Me, I had the faintest fuckin' clue. Maybe only just faintly, maybe. But still it was a clue, Sherlock.
Because what he was doin' was in English, much of it. A whole lot of it, actually. And having been raised in Arizona, English was not my natural ouevre, mon metier, my language, my thang. But his work was, however, in a spectacularly gloriously fucked-up English, in Cockney rhyming slang and vernacular vulgate vulgarisms, and some sheerly poetic rudeness, and this, this cant I could and can do, in many a language, chingadero. I can call you inappropriate names in Dutch, dude, and I can certainly speak to you in Arizona-isms, in an argot d'Arizona that will make you feel like a Dutch, uh, Balzac.
(And plus, hey, I'd attended the occasional English class and everything before I dropped out. Some of which where they read Shakespeare at you, or at least had your fellow classmates stutter through it, and others where you were played records of some English-accented English ac-tor reciting "Paradise Lost," as written by some English guy. So it wasn't like I couldn't talk the stuff if necessary. Although I lived in fuckin' Arizona, dude, so English, let's face it, wasn't ever necessary.)

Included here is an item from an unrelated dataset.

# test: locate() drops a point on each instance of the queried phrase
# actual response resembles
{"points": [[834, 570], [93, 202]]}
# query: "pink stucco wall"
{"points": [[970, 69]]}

So I did what you did in those days, and still do today. I went to the desk and called the tour manager. (Though in those days, the tour manager was called the road manager, and it wasn’t until long years later that I truly understood the distinctions.) The road manager was named Kosmo. Kosmo Vinyl. It was early days still for punk rock names, but I’d been immersed from the earliest, so I was less off-balanced than I might have been, but still . . . it’s a tad bit of a challenge to go to the sparkly turquoise formica desk of the tasteful tan TraveLodge of Tempe, Arizona in 1978 and then get them to follow through on ringing Mr. Vinyl’s room, Mr. Kosmo Vinyl. Could you please spell that last name for me again?
Mr. Vinyl appeared after not too many minutes, the ceremonial three-beat delay, hand-operating the tour protocol that involved showing up, saying hello, then disappearing to go appropriately gather the Rock Star. It was, and is, The Way. You wouldn't, for example, have the front desk-tender of the Tempe TraveLodge pick up his tan-toned telephone and ring directly to the room of, say, Her Royal Highness Queen Elizabeth, now would you? No. First, you'd ring Mr. Vinyl's room. De rigeur, dude.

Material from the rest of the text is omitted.